The air changes the second I step inside—thicker, charged, electric in a way that makes my pulse climb.

I move to the main wall—the one directly across from the doorway—the one with the biggest picture at the centre.

Scarlett, age nineteen.

Standing in the sunlight.

Innocent in a way she never really was.

Her eyes on camera.

On me.

Always on me.

I lift my hand and trace the glass.

“You should’ve heard yourself tonight,” I murmur, lips curling. “Screaming for me like you wanted a fucking war.”

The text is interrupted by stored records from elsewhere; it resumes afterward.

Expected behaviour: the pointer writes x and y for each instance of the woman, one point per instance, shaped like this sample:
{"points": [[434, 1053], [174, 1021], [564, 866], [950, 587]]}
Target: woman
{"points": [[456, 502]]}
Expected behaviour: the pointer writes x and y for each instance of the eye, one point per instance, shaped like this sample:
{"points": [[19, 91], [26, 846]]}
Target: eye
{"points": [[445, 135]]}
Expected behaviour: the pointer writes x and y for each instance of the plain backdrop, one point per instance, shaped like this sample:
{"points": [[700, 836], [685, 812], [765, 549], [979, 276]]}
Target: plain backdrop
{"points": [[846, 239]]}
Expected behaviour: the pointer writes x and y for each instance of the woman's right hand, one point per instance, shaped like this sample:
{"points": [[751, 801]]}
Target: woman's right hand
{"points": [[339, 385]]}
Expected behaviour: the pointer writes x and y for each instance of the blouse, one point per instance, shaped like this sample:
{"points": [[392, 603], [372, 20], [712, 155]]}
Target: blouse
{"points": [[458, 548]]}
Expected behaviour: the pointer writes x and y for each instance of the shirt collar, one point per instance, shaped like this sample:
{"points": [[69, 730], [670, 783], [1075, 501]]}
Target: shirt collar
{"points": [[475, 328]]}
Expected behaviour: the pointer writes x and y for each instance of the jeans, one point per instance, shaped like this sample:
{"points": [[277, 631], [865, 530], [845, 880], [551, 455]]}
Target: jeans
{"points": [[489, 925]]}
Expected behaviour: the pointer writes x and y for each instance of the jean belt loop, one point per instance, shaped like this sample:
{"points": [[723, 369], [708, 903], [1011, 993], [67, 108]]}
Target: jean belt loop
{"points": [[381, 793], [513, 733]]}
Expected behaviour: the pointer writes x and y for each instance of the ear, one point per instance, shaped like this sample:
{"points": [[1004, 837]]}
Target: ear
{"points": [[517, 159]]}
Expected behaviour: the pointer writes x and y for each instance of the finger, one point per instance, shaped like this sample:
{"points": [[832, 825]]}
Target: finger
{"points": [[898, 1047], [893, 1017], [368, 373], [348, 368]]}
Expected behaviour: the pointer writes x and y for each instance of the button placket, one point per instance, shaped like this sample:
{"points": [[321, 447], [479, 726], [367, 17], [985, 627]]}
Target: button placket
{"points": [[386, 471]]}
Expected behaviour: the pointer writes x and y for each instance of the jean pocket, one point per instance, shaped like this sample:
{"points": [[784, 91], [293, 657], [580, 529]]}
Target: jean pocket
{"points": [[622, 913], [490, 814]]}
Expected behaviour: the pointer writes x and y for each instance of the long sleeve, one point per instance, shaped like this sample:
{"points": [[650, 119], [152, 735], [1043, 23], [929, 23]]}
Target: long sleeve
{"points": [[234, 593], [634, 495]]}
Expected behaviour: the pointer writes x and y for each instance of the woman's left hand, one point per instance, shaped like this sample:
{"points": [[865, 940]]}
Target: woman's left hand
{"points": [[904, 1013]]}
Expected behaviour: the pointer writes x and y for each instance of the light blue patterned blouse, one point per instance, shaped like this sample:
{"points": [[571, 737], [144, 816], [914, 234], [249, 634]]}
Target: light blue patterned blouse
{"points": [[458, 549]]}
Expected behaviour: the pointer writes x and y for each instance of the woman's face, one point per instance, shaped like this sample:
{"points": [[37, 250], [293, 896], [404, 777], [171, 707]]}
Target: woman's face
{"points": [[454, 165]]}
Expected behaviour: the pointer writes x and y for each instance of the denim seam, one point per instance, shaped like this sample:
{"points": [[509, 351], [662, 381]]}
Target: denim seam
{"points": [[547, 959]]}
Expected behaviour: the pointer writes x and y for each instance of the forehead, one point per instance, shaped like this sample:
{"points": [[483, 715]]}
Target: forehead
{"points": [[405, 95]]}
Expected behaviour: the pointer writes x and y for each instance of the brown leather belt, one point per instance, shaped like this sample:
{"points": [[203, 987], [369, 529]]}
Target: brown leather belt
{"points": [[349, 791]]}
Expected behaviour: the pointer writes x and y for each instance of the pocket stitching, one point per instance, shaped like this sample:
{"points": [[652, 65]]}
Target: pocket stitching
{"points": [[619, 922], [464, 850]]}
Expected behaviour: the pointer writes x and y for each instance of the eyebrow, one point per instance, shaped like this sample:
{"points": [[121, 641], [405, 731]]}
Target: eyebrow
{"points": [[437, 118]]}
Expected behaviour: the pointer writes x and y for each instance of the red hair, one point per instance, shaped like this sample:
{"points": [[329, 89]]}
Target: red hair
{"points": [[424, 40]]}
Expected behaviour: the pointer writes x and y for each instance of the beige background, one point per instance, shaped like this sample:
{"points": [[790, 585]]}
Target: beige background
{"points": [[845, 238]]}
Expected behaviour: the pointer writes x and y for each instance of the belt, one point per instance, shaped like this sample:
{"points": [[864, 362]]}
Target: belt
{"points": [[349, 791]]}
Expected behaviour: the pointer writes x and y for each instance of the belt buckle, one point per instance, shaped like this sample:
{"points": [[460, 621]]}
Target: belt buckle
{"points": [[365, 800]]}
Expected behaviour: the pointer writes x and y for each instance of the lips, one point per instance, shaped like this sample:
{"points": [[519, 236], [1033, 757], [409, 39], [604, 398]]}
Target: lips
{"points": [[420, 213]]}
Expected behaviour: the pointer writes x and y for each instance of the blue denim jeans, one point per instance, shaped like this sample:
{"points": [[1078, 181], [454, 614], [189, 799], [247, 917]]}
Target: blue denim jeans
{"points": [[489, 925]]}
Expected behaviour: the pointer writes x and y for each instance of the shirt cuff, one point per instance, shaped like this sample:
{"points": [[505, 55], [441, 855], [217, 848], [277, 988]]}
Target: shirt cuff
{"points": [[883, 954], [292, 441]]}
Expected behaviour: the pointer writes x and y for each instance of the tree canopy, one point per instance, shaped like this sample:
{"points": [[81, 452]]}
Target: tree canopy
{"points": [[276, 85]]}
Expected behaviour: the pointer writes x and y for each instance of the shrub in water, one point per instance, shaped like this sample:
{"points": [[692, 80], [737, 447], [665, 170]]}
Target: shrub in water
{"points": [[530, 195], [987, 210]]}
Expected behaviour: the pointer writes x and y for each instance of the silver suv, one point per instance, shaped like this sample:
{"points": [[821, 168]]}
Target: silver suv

The picture doesn’t answer.

It doesn’t need to.

“I knew you still had that fire in you,” I say, stepping closer, lowering my voice like I’m whispering against her neck instead of a photograph. “All that shaking, all that rage… you’ve got no idea what that does to me.”

Her eyes in the picture are soft, trusting.

Wrong.

“Not scared anymore, huh?” I laugh under my breath. “Good. I don’t want fear. I want you awake.”

I move to the small table beneath the shrine—a narrow wooden bench covered in objects she never knew I kept:

Her old hair tie.

A necklace she lost at the lake.

The letter she threw in the bin before I dug it out.

A button off her cardigan from the night of the trial.

A cracked phone case she left behind years ago.

I pick up the hair tie, rolling it between my fingers.

“Do you know how many nights I held this?” My voice dips, almost a growl. “You don’t. Because you weren’t there. You were busy pretending I didn’t exist.”

I lift it to my face and inhale—not because it still smells like her, but because I remember when it did.

Memory is a powerful fucking drug.

It hits me hard enough that I brace a hand on the table, head bowing for a second.

“Little sister,” I breathe, letting the heat coil low in my gut, “you’ve got no idea how close I came to stepping out tonight.”

I turn back to the shrine, eyes dragged to the newest image—the one I took just hours ago.